„Bei Menschen über 50 haben die Vorsorgeuntersuchungen erfreulicherweise dafür gesorgt, dass die Darmkrebs-Häufigkeit gesunken ist. Seit einigen Jahren beobachten wir allerdings eine beunruhigende Zunahme von Darmkrebserkrankungen bei jüngeren Personen“, berichtet Prof. Dr. Dr. Matthias Hoffmann. Gemeinsam mit Prof. Dr. Dirk Domagk leitet Hoffmann das Darmkrebszentrum Clemenshospital / Portal 10. Das Clemenshospital ist ein Krankenhaus des Alexianer-Verbunds.

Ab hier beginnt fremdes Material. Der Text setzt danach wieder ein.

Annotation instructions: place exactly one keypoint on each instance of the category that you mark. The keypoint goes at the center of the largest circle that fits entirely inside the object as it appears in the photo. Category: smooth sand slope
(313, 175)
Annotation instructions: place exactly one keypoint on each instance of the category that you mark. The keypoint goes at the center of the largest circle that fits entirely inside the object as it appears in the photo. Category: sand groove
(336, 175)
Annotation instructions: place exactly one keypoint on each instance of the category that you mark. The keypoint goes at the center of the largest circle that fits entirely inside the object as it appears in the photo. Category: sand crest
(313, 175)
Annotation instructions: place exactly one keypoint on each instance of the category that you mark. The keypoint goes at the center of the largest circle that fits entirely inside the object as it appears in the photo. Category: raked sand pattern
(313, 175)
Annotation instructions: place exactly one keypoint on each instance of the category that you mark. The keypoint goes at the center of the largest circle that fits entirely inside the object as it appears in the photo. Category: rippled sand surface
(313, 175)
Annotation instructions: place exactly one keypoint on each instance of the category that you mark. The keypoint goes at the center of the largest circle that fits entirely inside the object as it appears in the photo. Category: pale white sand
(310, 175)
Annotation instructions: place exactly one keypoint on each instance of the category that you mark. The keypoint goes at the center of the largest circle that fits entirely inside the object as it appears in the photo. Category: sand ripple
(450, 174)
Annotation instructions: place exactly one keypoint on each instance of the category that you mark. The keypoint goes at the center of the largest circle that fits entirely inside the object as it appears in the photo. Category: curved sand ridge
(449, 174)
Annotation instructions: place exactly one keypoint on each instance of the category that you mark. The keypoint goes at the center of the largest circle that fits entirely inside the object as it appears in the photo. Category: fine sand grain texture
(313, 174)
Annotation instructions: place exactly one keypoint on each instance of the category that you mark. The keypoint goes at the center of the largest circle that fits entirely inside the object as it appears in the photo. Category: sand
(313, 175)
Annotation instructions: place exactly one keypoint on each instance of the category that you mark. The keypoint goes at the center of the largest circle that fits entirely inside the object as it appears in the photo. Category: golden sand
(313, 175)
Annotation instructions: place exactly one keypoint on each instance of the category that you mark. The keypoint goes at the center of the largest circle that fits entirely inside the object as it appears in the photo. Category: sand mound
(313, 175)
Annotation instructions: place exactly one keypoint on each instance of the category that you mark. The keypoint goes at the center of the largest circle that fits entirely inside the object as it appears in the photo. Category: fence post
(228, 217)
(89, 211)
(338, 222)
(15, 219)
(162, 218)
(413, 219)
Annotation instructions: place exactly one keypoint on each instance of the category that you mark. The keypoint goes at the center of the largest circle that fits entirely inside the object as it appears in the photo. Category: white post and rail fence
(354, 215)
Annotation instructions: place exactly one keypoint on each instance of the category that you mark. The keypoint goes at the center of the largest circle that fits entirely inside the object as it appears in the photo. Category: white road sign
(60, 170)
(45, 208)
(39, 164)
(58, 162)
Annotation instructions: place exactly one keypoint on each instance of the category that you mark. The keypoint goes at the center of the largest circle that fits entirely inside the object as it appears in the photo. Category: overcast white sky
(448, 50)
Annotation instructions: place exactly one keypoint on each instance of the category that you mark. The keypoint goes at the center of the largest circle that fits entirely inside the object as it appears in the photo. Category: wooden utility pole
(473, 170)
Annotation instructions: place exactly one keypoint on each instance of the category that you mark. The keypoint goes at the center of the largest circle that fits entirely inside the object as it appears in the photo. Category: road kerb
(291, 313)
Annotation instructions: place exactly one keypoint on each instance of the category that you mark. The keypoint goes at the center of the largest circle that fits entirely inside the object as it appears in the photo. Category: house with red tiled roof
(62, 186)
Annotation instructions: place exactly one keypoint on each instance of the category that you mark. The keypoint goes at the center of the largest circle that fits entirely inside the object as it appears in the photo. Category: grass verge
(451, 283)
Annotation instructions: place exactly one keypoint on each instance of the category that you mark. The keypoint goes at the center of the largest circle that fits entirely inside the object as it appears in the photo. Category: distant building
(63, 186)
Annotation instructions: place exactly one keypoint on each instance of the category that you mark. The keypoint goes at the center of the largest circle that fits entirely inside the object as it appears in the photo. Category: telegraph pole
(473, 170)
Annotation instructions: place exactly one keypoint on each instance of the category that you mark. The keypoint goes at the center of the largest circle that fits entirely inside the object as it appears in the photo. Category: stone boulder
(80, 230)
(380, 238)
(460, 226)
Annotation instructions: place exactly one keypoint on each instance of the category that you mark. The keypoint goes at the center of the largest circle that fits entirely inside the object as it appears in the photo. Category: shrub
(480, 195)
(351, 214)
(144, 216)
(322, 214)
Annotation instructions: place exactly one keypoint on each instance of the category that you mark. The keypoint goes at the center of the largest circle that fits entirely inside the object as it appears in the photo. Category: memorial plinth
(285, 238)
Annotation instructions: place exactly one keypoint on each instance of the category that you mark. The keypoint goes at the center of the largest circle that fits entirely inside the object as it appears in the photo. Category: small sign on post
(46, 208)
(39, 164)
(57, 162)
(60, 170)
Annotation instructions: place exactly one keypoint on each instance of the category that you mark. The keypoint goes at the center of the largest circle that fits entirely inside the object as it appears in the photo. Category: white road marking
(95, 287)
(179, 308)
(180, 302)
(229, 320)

Um eine Darmkrebserkrankung bereits in einem Stadium zu erkennen, in dem die Heilungsaussichten gut sind, sind sowohl eine sehr präzise Diagnostik, als auch eine auf den individuellen Fall abgestimmte Therapie wesentlich. Im Darmkrebszentrum Clemenshospital / Portal 10 wird dies durch eine Kombination aus Untersuchungsgeräten der neuesten Generation und dem engen Austausch zahlreicher erfahrener Spezialistinnen und Spezialisten unterschiedlicher Fachgebiete gewährleistet. „Wir verwenden in unserem Darmkrebszentrum ein Gerät zur Endosonografie, das deutschlandweit einmalig ist“, wie Domagk erläutert. Bei der Endosonografie werden Ultraschalluntersuchungen nicht mit einem Schallkopf durch die Hautoberfläche, sondern mit einem speziellen Endoskop zum Beispiel direkt im Darm vorgenommen. Eine leistungsstarke künstliche Intelligenz sorgt dann dafür, dass aus Rauschen klare Bilder werden, auf denen selbst kleinste Veränderungen im Gewebe sichtbar werden. Prof. Dr. Dirk Domagk ist zum Jahreswechsel als Chefarzt der Klinik für Gastroenterologie an das Clemenshospital gewechselt, vorher war er über zehn Jahre lang einer der Leiter des Darmzentrums im Warendorfer Josephs-Hospital.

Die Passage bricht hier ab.